I just finished the following review article reviewing the major cardiovascular outcome RCT’s with antihyperglycemics in type 2 diabetes. With the sheer number of published trials, it can be difficult for clinicians to keep current. Although a long read, the article provides a great perspective from top diabetes KOL’s on the studies published to date. It includes a great summary of the key information from the main trials.
Major take-homes from the article:
- Most of the trials published to date have used a 3-point composite major adverse cardiac event (MACE) primary outcome (CV death, nonfatal MI, and nonfatal stroke).
- Trials have shown that insulins glargine and degludec, sitagliptin, alogliptin, saxagliptin, lixisenatide, and once-weekly exenatide have neutral effects on MACE outcomes, thereby supporting the use of these drugs when needed to improve glycemic control with the goal of limiting microvascular complications without increasing CV risk.
- The evidence for CV benefit from empagliflozin, canagliflozin, liraglutide, and possibly semaglutide versus placebo, supplemented by data from other studies, already has prompted reconsideration of treatment guidelines and is likely to alter clinical practice and reduce CV events and deaths among people similar to those enrolled in these trials.
- The positive effect of the tested drugs on kidney disease, itself a CV risk factor.

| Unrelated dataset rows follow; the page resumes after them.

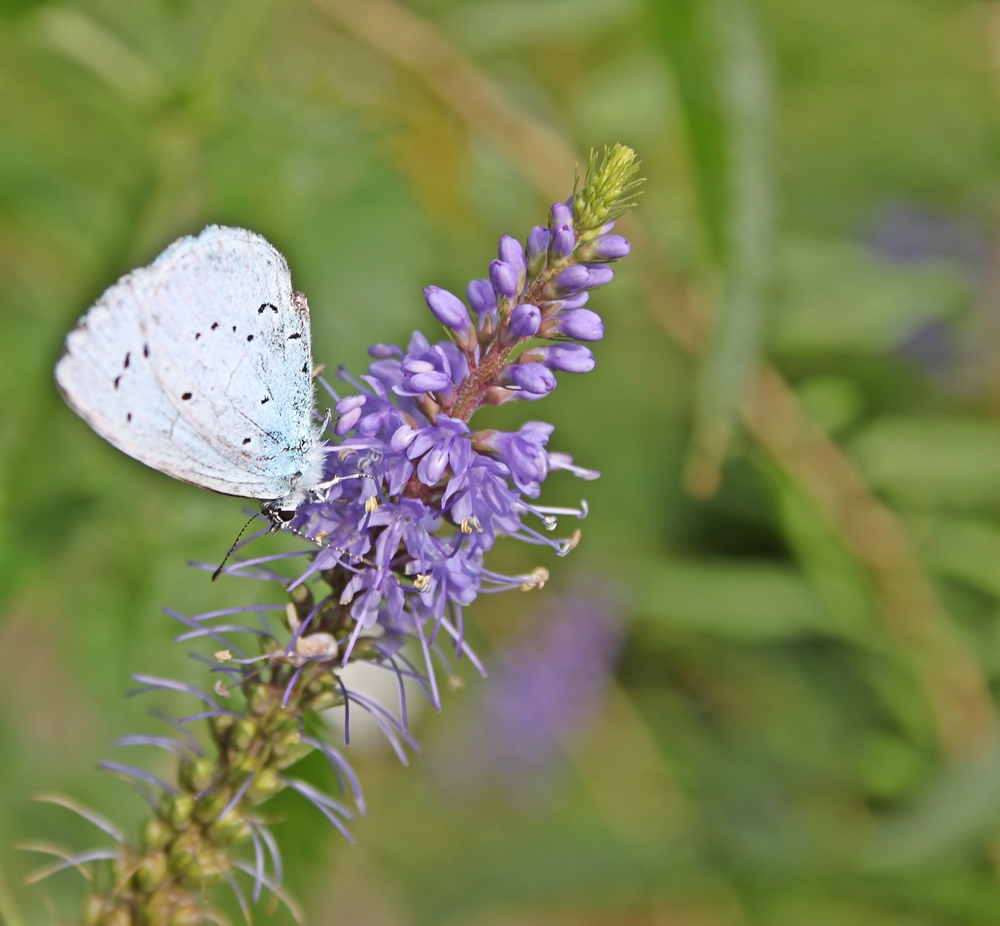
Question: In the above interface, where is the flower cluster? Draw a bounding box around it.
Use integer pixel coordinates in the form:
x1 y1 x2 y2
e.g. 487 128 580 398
33 146 639 926
272 146 637 680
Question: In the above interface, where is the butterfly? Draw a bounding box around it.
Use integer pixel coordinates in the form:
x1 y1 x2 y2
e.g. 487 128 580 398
55 225 328 529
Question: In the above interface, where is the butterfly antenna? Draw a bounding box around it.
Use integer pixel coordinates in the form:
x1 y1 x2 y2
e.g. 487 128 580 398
212 515 257 582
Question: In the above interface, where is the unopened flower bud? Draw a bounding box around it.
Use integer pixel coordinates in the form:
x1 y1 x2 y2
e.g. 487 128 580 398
510 302 542 338
490 260 518 297
540 309 604 341
549 223 576 260
497 235 527 273
424 286 472 334
536 344 596 373
368 344 403 360
580 235 632 260
465 280 497 316
555 265 590 293
549 203 573 228
334 395 366 437
506 363 556 396
402 360 451 392
587 264 615 289
528 225 552 279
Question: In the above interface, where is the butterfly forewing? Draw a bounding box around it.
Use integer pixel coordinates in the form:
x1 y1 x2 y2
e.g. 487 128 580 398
56 226 315 499
142 229 314 497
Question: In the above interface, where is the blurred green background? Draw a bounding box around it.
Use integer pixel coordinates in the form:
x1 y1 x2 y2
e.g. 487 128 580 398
0 0 1000 926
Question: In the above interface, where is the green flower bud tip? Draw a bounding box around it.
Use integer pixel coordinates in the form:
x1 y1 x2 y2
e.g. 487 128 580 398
167 794 194 829
134 852 167 889
232 717 257 752
142 817 174 849
573 144 644 232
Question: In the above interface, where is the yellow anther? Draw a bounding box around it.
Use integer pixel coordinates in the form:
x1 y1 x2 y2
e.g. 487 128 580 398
291 633 337 665
462 515 483 534
521 566 549 592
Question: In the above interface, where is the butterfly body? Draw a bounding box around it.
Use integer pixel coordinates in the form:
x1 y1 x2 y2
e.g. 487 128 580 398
55 226 326 521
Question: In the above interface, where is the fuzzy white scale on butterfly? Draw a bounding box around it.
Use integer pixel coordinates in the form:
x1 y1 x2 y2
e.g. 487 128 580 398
55 226 325 509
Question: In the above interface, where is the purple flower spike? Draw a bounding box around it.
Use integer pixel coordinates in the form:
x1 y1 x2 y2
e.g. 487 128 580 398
465 280 497 317
551 223 576 260
510 303 542 338
541 309 604 341
368 344 403 360
536 344 597 373
556 265 590 293
403 360 451 392
528 225 552 279
587 235 632 260
392 345 453 395
490 260 520 297
424 286 472 334
506 363 556 396
549 203 573 228
587 264 615 288
334 395 367 435
497 235 527 274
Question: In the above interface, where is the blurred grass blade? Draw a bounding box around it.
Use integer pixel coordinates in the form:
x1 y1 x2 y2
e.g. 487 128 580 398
647 0 730 262
0 869 25 926
31 7 163 104
863 749 1000 871
638 559 829 641
652 0 774 495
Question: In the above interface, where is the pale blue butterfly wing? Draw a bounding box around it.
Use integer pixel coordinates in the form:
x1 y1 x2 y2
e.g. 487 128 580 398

For example, empagliflozin (HR 0.61 [95% CI 0.53–0.70], P < 0.001), canagliflozin (HR 0.60 [95% CI, 0.47–0.77], P < 0.0001), liraglutide (HR 0.78 [95% CI 0.67–0.92], P = 0.003), and semaglutide (HR 0.64 [95% CI 0.46–0.88], P = 0.005) all reduced progression of renal disease more than would be expected from the improvements in glucose and blood pressure provided by these drugs.
- Although it is inherently inappropriate to compare results among trials because they are conducted in different populations, with different protocols, and at different sites, the numbers needed to treat (NNTs) to prevent a MACE occurrence in EMPA-REG OUTCOME (63 over 3.1 years), LEADER (53 over 3.8 years), and SUSTAIN-6 (44 over 2 years) were similar to those observed for widely recommended therapies to prevent CVD such as lipid lowering with statins, antihypertensive therapy, and aspirin.
- There was a call for more long-term safety and innovative trial design to help reflect the broader population of patients with type 2 diabetes.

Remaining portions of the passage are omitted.